The University of Minnesota sold nearly $1 million in beer and wine at TCF Bank Stadium last year — and lost money.

By the university’s reckoning, football fans bought more than $907,000 worth of alcohol in the first year of sales at the stadium. But by the time vendors took their cut and the university finished paying for security and startup costs, the university was out $15,516.

How can anyone lose money selling beer at $7.25 a cup?

The university’s contract with its vendor, Aramark Corp., gives the school a 22 percent share of the revenue from alcohol sales. That came to $185,025 after taxes. But the university’s alcohol-related expenses for the first year were $200,587.

“Going into the first season, we knew it wasn’t going to be profitable,” said associate athletic director Tom McGinnis. The list of startup expenses that cut into the school’s beer profits ranged from extra security to $12,000 in plants to screen the A gate beer kiosk from the view of visitors to the Tribal Nations Plaza.

The university brought in a dozen extra campus police officers, 10 more ushers and two security supervisors to keep tabs on the football crowds once the alcohol started flowing. The extra manpower cost almost $50,000, but police incidents actually went down at the stadium, compared to the previous dry season.

“Maybe we were overstaffed,” said McGinnis, noting that the university will review its expenses and make adjustments. “Hopefully, going forward [alcohol sales] will actually have some return for us.”

The university does hope to turn a profit from beer and wine sales, but a surprisingly small one. By next year and in years to come, it expects to clear $14,000 or so.

But the real money was never going to come from the sale of alcohol in the cheap seats. Once the initial two-year trial period at the Bank is over, the U hopes to be able to charge higher prices for its premium and box seating, based on the availability of alcohol. University spokesman Matt Hodson said officials didn’t think it would be fair to increase the prices on such seats until the trial period ends.

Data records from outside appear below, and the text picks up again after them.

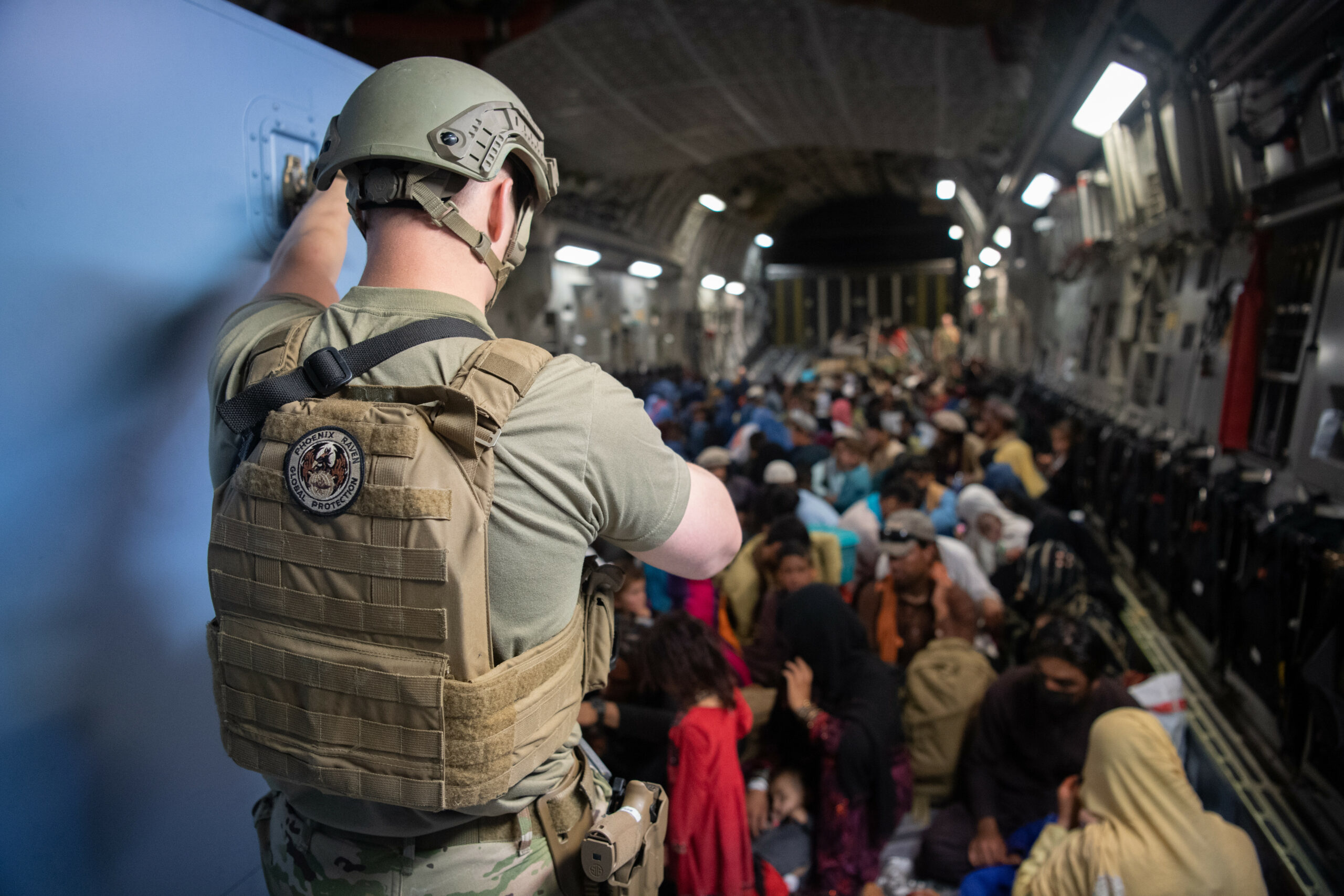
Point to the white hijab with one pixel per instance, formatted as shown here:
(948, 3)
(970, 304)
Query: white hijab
(975, 501)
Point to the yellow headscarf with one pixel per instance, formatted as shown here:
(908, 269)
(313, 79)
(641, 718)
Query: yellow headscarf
(1153, 837)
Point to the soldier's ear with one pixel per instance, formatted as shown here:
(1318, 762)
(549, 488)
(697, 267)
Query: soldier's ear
(502, 214)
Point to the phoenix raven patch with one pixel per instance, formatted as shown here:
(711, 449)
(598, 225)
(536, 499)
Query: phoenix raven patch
(324, 471)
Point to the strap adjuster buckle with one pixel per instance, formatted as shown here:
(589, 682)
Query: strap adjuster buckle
(326, 370)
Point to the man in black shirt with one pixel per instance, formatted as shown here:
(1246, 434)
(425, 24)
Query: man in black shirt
(1031, 735)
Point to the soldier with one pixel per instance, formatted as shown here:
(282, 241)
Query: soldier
(411, 696)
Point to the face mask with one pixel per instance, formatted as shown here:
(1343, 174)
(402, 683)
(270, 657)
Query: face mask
(1053, 703)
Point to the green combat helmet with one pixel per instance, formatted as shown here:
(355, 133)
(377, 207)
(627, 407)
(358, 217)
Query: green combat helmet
(412, 135)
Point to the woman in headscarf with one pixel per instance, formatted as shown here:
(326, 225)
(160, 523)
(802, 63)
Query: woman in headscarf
(1055, 583)
(839, 722)
(995, 534)
(1135, 825)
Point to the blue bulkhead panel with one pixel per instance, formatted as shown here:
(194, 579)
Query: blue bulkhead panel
(143, 145)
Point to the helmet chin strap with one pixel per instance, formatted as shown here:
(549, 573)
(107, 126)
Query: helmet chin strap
(447, 215)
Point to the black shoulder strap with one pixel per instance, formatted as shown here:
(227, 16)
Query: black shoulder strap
(327, 370)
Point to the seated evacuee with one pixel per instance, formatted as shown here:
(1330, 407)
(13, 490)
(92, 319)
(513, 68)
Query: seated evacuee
(913, 599)
(865, 519)
(717, 460)
(803, 430)
(1003, 445)
(996, 535)
(1059, 468)
(838, 722)
(954, 450)
(882, 448)
(937, 500)
(1055, 583)
(843, 479)
(786, 844)
(811, 510)
(632, 716)
(793, 573)
(752, 574)
(1135, 827)
(707, 842)
(1031, 734)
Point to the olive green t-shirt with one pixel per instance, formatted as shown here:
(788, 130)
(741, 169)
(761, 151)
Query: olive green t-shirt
(577, 460)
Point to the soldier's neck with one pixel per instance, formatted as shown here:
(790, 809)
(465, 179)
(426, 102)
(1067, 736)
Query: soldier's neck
(409, 254)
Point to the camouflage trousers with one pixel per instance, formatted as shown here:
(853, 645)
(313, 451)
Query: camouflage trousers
(499, 859)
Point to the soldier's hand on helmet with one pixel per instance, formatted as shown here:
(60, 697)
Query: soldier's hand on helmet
(311, 254)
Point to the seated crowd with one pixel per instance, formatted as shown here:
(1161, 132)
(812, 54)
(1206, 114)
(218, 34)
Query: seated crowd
(916, 653)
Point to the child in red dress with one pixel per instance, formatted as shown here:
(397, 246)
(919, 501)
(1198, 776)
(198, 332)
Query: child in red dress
(709, 848)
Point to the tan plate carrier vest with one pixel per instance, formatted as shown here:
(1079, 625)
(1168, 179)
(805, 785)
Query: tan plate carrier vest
(353, 653)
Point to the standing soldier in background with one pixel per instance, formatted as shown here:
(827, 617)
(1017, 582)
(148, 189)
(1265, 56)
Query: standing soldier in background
(412, 696)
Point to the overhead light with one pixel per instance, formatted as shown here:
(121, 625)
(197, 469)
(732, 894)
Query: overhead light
(1109, 100)
(579, 256)
(1041, 190)
(646, 269)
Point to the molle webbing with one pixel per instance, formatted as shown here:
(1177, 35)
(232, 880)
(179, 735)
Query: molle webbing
(338, 731)
(246, 597)
(382, 438)
(424, 565)
(397, 501)
(311, 672)
(344, 781)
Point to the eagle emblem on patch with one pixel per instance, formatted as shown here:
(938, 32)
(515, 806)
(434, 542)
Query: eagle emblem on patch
(324, 471)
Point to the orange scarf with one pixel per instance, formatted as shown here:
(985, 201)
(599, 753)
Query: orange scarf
(889, 635)
(889, 638)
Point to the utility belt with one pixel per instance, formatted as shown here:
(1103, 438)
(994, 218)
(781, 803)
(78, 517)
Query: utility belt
(605, 837)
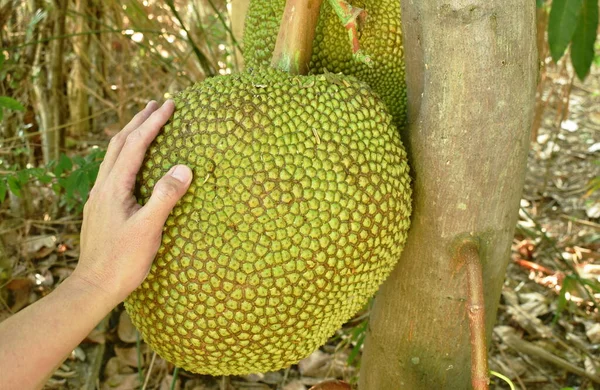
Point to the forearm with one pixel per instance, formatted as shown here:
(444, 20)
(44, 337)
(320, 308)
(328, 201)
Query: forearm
(35, 341)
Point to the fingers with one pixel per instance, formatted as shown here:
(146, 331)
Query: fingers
(166, 194)
(117, 142)
(132, 154)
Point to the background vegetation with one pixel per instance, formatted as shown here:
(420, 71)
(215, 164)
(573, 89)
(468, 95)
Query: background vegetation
(73, 72)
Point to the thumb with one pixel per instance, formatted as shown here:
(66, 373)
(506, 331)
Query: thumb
(167, 192)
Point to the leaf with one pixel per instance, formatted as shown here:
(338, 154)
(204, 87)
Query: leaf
(561, 25)
(23, 177)
(78, 160)
(582, 48)
(562, 298)
(13, 185)
(64, 164)
(11, 103)
(3, 189)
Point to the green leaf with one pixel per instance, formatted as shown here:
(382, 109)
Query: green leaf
(23, 177)
(3, 189)
(11, 104)
(561, 25)
(562, 298)
(13, 185)
(56, 187)
(582, 47)
(78, 160)
(64, 164)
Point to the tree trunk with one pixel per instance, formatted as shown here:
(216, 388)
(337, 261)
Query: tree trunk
(472, 69)
(49, 87)
(80, 74)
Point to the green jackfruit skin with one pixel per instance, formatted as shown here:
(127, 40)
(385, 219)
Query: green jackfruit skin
(380, 37)
(298, 210)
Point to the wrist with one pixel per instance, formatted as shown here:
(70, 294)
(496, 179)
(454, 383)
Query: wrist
(102, 295)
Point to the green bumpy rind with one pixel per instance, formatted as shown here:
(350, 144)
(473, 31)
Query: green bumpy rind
(380, 38)
(298, 210)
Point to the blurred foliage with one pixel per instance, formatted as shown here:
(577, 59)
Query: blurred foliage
(70, 178)
(117, 56)
(574, 23)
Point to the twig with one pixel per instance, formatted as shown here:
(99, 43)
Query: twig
(204, 62)
(138, 347)
(352, 16)
(580, 221)
(175, 375)
(468, 255)
(149, 371)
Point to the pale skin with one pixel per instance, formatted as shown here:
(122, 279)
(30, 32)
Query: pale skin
(119, 239)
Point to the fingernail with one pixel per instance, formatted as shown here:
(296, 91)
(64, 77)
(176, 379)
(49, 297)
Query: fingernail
(181, 173)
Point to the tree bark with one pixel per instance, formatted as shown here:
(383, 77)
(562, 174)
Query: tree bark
(472, 70)
(80, 74)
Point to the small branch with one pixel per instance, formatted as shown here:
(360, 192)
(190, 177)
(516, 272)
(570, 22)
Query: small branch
(468, 255)
(352, 17)
(149, 371)
(294, 46)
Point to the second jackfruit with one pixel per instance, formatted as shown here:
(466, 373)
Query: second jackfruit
(380, 37)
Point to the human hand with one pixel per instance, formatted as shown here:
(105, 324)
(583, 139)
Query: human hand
(120, 238)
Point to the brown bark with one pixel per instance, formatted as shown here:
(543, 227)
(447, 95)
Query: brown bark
(49, 84)
(80, 74)
(472, 70)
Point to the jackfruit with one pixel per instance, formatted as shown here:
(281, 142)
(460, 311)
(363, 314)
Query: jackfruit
(380, 38)
(298, 210)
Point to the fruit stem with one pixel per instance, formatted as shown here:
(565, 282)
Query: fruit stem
(293, 49)
(352, 17)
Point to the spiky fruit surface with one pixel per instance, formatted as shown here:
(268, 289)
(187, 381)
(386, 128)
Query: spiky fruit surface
(298, 210)
(380, 37)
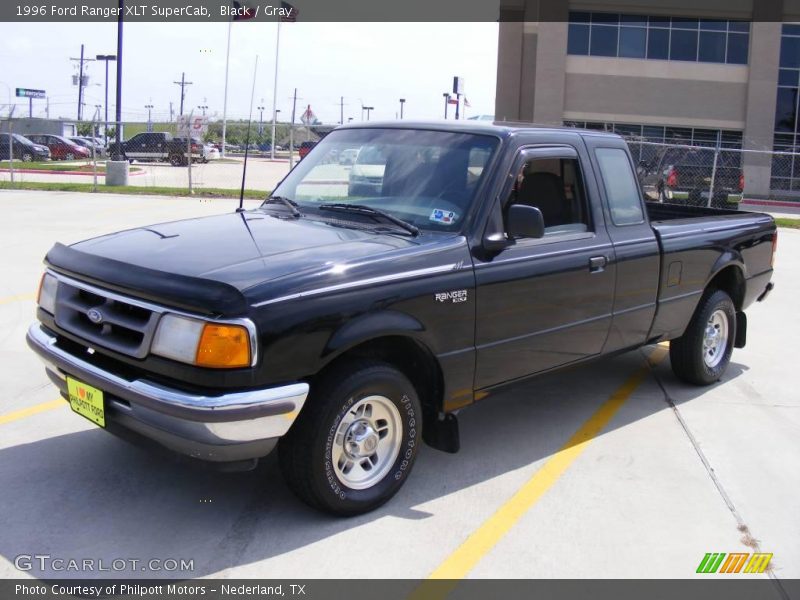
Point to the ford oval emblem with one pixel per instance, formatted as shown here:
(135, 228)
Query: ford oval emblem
(95, 316)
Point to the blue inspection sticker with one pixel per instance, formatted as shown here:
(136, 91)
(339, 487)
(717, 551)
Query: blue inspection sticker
(445, 217)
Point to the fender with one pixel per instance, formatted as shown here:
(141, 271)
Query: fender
(370, 326)
(726, 259)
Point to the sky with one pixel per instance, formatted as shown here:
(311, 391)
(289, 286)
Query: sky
(371, 64)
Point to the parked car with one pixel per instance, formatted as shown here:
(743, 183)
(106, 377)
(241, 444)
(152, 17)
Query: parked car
(305, 148)
(157, 147)
(90, 144)
(60, 147)
(23, 148)
(683, 175)
(347, 332)
(366, 176)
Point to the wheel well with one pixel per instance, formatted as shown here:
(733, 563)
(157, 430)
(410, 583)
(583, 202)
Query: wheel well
(413, 359)
(731, 281)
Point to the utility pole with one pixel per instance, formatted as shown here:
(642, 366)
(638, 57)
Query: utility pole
(183, 83)
(105, 58)
(291, 130)
(80, 61)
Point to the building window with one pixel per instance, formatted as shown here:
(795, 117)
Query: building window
(786, 169)
(658, 38)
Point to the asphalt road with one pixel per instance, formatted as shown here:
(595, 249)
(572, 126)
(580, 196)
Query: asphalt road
(613, 469)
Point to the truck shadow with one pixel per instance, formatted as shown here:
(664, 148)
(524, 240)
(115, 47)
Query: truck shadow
(88, 495)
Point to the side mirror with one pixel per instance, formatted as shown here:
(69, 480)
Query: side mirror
(524, 221)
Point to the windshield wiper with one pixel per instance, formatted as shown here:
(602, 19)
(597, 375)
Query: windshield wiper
(368, 210)
(290, 204)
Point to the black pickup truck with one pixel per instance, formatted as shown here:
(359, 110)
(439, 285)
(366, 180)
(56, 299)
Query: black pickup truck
(158, 146)
(348, 329)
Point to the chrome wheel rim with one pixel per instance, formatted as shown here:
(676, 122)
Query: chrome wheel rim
(367, 442)
(715, 339)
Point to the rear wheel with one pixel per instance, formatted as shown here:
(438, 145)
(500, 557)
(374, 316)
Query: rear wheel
(702, 354)
(355, 442)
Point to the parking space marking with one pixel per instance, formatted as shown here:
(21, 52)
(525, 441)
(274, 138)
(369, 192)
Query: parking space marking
(491, 531)
(17, 298)
(31, 410)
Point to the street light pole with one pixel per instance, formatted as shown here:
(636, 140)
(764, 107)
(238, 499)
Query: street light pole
(106, 58)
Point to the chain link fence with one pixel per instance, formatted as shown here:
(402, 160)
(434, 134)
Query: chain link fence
(713, 175)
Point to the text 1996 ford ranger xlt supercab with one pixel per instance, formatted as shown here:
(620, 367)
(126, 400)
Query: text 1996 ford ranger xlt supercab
(345, 324)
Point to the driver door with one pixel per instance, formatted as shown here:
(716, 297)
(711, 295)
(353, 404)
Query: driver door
(546, 302)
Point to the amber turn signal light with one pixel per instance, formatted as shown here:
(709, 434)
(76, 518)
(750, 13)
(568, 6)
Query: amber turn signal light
(223, 347)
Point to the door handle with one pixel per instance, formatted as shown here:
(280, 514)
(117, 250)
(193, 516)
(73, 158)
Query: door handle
(597, 264)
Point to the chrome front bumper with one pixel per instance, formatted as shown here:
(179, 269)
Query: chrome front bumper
(228, 427)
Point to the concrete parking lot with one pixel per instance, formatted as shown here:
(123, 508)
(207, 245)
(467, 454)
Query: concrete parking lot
(613, 469)
(262, 174)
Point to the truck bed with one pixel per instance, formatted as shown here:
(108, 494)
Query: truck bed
(658, 211)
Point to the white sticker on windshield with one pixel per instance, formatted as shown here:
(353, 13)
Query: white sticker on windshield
(445, 217)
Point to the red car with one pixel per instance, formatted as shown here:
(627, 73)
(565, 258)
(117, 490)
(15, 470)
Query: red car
(305, 148)
(60, 147)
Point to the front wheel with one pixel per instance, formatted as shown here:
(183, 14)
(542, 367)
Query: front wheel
(355, 442)
(702, 354)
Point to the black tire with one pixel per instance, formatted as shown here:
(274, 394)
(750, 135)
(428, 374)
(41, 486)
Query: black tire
(306, 451)
(687, 353)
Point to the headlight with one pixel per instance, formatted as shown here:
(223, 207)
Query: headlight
(202, 343)
(46, 298)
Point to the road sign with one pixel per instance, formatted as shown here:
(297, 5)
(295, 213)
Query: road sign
(26, 93)
(308, 117)
(193, 126)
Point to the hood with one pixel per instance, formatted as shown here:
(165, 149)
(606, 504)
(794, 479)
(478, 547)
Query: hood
(244, 249)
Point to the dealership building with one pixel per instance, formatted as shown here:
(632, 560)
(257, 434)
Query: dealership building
(679, 71)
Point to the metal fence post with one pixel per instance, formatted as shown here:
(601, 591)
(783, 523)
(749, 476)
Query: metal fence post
(11, 145)
(713, 177)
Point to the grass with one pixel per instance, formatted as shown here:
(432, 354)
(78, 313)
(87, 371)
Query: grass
(72, 166)
(131, 189)
(784, 222)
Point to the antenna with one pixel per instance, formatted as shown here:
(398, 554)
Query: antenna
(247, 141)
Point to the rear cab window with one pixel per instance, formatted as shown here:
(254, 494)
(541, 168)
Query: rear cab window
(622, 193)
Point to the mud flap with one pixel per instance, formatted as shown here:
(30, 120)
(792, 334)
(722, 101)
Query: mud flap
(442, 434)
(741, 330)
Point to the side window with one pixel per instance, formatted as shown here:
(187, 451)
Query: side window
(621, 190)
(554, 186)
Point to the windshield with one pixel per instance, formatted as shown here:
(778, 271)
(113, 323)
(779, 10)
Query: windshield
(426, 178)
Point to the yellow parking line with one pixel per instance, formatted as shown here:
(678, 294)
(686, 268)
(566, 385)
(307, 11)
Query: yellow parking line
(477, 545)
(17, 298)
(31, 410)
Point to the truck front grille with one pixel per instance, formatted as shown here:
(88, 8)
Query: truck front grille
(105, 319)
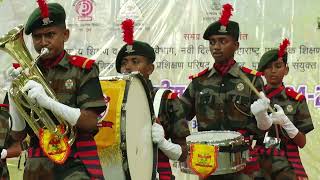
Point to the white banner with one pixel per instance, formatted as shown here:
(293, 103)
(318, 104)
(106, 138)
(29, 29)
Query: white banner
(175, 28)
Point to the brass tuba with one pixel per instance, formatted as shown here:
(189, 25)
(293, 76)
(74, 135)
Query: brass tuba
(37, 117)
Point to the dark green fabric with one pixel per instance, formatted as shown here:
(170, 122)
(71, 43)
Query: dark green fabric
(139, 48)
(221, 102)
(270, 56)
(215, 29)
(57, 16)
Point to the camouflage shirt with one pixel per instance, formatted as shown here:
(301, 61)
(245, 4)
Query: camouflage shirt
(296, 110)
(75, 86)
(172, 118)
(221, 102)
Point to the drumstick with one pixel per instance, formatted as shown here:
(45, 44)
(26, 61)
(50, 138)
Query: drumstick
(254, 89)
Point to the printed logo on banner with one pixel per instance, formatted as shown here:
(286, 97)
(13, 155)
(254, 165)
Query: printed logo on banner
(84, 9)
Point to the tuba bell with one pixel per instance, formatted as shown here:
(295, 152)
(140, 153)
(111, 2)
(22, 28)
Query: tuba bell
(38, 118)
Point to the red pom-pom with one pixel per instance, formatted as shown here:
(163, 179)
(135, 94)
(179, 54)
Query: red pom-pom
(127, 29)
(43, 8)
(283, 48)
(226, 14)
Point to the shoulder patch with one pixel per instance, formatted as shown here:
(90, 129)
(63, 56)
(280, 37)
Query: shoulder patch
(16, 65)
(295, 95)
(6, 106)
(199, 74)
(251, 71)
(81, 62)
(172, 95)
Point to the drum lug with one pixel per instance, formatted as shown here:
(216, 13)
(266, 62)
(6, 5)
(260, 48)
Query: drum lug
(123, 146)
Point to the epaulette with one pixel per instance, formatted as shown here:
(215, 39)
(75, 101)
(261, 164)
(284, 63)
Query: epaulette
(295, 95)
(172, 95)
(199, 74)
(81, 62)
(5, 106)
(16, 65)
(251, 71)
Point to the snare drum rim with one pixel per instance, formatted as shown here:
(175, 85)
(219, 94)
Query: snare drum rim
(235, 141)
(125, 164)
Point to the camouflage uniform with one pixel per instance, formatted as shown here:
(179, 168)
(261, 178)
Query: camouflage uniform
(75, 82)
(4, 115)
(172, 118)
(222, 102)
(285, 163)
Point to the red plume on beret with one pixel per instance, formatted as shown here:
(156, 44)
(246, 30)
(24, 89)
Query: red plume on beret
(283, 48)
(127, 29)
(226, 14)
(43, 6)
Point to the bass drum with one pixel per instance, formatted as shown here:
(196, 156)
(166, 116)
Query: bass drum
(124, 140)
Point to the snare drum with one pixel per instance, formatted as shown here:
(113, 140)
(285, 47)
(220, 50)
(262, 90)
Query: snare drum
(124, 140)
(232, 152)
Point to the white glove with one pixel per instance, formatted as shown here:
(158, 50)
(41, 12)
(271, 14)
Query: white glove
(4, 153)
(18, 123)
(171, 150)
(38, 95)
(259, 110)
(280, 118)
(12, 72)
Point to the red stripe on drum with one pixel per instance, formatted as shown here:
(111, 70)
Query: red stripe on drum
(295, 165)
(293, 154)
(91, 162)
(165, 178)
(97, 172)
(294, 160)
(86, 143)
(88, 153)
(164, 165)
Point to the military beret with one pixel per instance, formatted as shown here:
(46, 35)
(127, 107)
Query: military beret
(57, 16)
(270, 56)
(138, 48)
(232, 29)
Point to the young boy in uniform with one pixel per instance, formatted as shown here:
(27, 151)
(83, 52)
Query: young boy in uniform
(292, 115)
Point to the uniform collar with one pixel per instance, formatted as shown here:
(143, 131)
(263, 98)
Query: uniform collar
(234, 71)
(62, 60)
(275, 92)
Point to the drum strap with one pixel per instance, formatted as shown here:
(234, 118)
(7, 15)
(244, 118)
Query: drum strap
(157, 101)
(290, 151)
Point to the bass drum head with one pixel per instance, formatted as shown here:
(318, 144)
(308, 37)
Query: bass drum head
(140, 152)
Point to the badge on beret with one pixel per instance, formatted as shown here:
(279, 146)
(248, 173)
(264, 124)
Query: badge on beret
(68, 84)
(129, 49)
(289, 108)
(223, 29)
(240, 87)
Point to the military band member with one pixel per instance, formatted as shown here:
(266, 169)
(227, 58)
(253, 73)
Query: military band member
(292, 115)
(11, 147)
(74, 79)
(218, 97)
(172, 124)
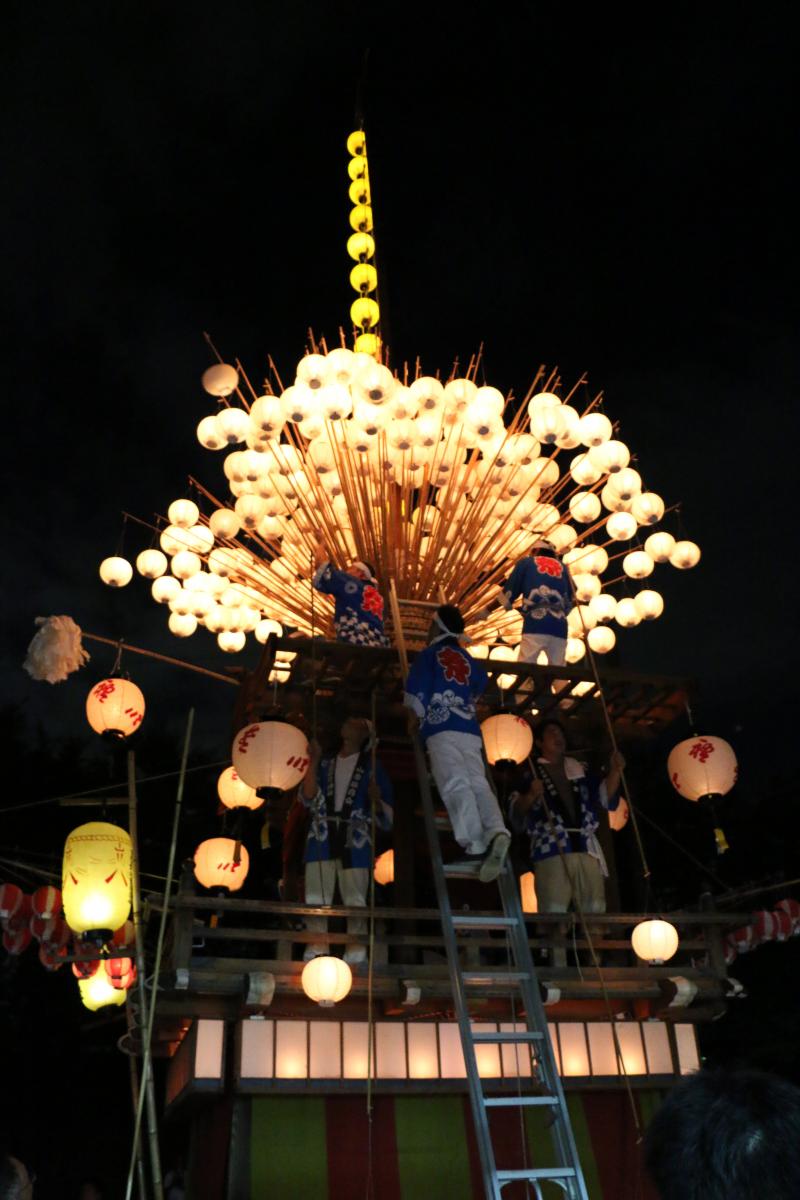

In testimony before the Legislature earlier this month, the university initially reported a $16,000 profit on beer and wine sales. That, university officials later realized, was a spreadsheet error. The revised figure is raising eyebrows among legislators. “It certainly seems to raise a certain concern when you look at those numbers,” said state Rep. Dan Schoen, DFL-St. Paul Park, who had been pushing legislation that would have opened the taps for hockey and basketball fans as well.

At the university’s request, Schoen said he will hold off his proposals to legalize general beer and wine sales at Mariucci and Williams arenas until next year, giving the school more time to study sales at TCF Stadium. In the meantime, he said, it might be time for the university and the Legislature “to have a discussion” about its vending policies.